Prof Furber talked to us about the SpiNNaker project he is currently leading, well on its way to complete a machine featuring an array of one million specialised ARM chips. The machine’s processing power will be equivalent to 1% of the human brain’s. The machine will be used by scientists from various disciplines to run experiments aiming at understanding the least understood intermediary level of brain processing, between neuron firing and high level activity monitoring. This effort is part of the international Human Brain Project.
Each SpiNNaker chip, designed in the lab, made in China and Taiwan, features 18 core processors. The machine will feature approximately 56000 of the super thin chips, mounted on individual boards carrying 48 units. A massively complex operation, running in 10 wardrobe-size units. Steve Furber told us of an analogy he uses when he talks to secondary school students about the complexity of modern electronics and of the chip architects’ job: the connections and routing in a smartphone’s ARM processor, if scaled up, would be equivalent to all the roads on earth. The architects’ job is to make sure all the roads go to the right destination and that there is no traffic jam.
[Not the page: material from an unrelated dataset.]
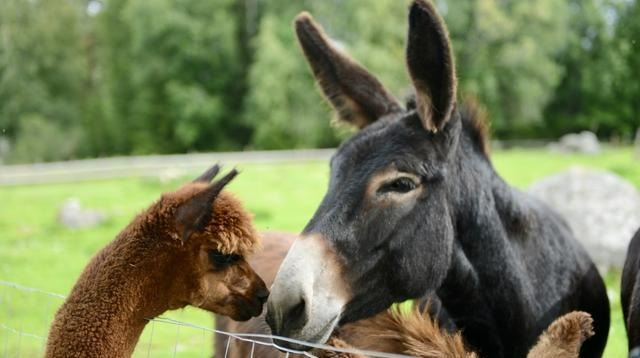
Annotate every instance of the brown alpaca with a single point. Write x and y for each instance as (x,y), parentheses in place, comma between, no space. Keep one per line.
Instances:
(564,337)
(188,248)
(414,334)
Daunting.
We visited the SpiNNaker labs, where we saw one of the first operational machines running, some mysterious programme with lots of pretty flashing lights. We also had a look at the graphene lab, nanotechnology research heralded to produce great things in the near future. I only know of graphene in relation to promising new designs for supercapacitors. We could see researchers wearing what Furber called bunny suits busying themselves on high tech gear, working on nanoparticles.